Data from: SNP markers tightly linked to root knot nematode resistance in grapevine (Vitis cinerea) identified by a genotyping-by-sequencing approach followed by Sequenom MassARRAY validation

Plant parasitic nematodes, including root knot nematode Meloidogyne species, cause extensive damage to agriculture and horticultural crops. As Vitis vinifera cultivars are susceptible to root knot nematode parasitism, rootstocks resistant to these soils pests provide a sustainable approach to maintain grapevine production. Currently, most of the commercially available root knot nematode resistant rootstocks are highly vigorous and take up excess potassium, which reduces wine quality. As a result, there is a pressing need to breed new root knot nematode resistant rootstocks, which have no impact on wine quality. To develop molecular markers that predict root knot nematode resistance for marker assisted breeding, a genetic approach was employed to identify a root knot nematode resistance locus in grapevine. To this end, a Meloidogyne javanica resistant Vitis cinerea accession was crossed to a susceptible Vitis vinifera cultivar Riesling and results from screening the F1 individuals support a model that root knot nematode resistance, is conferred by a single dominant allele, referred as MELOIDOGYNE JAVANICA RESISTANCE1 (MJR1). Further, MJR1 resistance appears to be mediated by a hypersensitive response that occurs in the root apical meristem. Single nucleotide polymorphisms (SNPs) were identified using genotyping-by-sequencing and results from association and genetic mapping identified the MJR1 locus, which is located on chromosome 18 in the Vitis cinerea accession. Validation of the SNPs linked to the MJR1 locus using a Sequenom MassARRAY platform found that only 50% could be validated. The validated SNPs that flank and co-segregate with the MJR1 locus can be used for marker-assisted selection for Meloidogyne javanica resistance in grapevine.
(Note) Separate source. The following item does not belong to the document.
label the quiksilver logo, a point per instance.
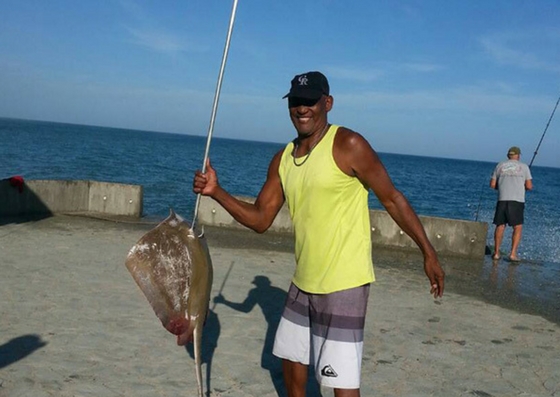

植物寄生线虫（plant parasitic nematodes），包括根结线虫属（Meloidogyne）物种，对农业及园艺作物造成严重为害。由于欧亚种葡萄（Vitis vinifera）品种易受根结线虫寄生为害，针对这类土传害虫的抗病砧木可为维持葡萄生产提供可持续解决方案。目前，市面上多数商用抗根结线虫砧木均具有较强生长势，会过量吸收钾元素，进而降低葡萄酒品质。因此，亟需培育出对葡萄酒品质无负面影响的新型抗根结线虫砧木。为开发可预测根结线虫抗性的分子标记以用于标记辅助育种，研究人员通过遗传学方法在葡萄中鉴定出了一个抗根结线虫位点。为此，研究人员将抗爪哇根结线虫（Meloidogyne javanica）的灰葡萄（Vitis cinerea）种质系与感病的欧亚种葡萄品种雷司令（Riesling）进行杂交，对子一代（F1）个体的筛选结果支持了"根结线虫抗性由单个显性等位基因介导"的模型，该等位基因被命名为爪哇根结线虫抗性1号（MELOIDOGYNE JAVANICA RESISTANCE1，MJR1）。进一步研究表明，MJR1介导的抗性通过在根尖分生组织中发生的过敏反应实现。研究人员通过基于测序的基因分型（genotyping-by-sequencing）技术鉴定出了单核苷酸多态性（Single nucleotide polymorphisms，SNPs），并通过关联作图与遗传作图确定了MJR1位点，该位点位于灰葡萄种质系的18号染色体上。通过Sequenom MassARRAY平台对与MJR1位点连锁的SNPs进行验证，结果显示仅有50%的SNPs可被成功验证。那些位于MJR1位点两侧且与其共分离的已验证SNPs，可用于葡萄抗爪哇根结线虫的标记辅助选择育种。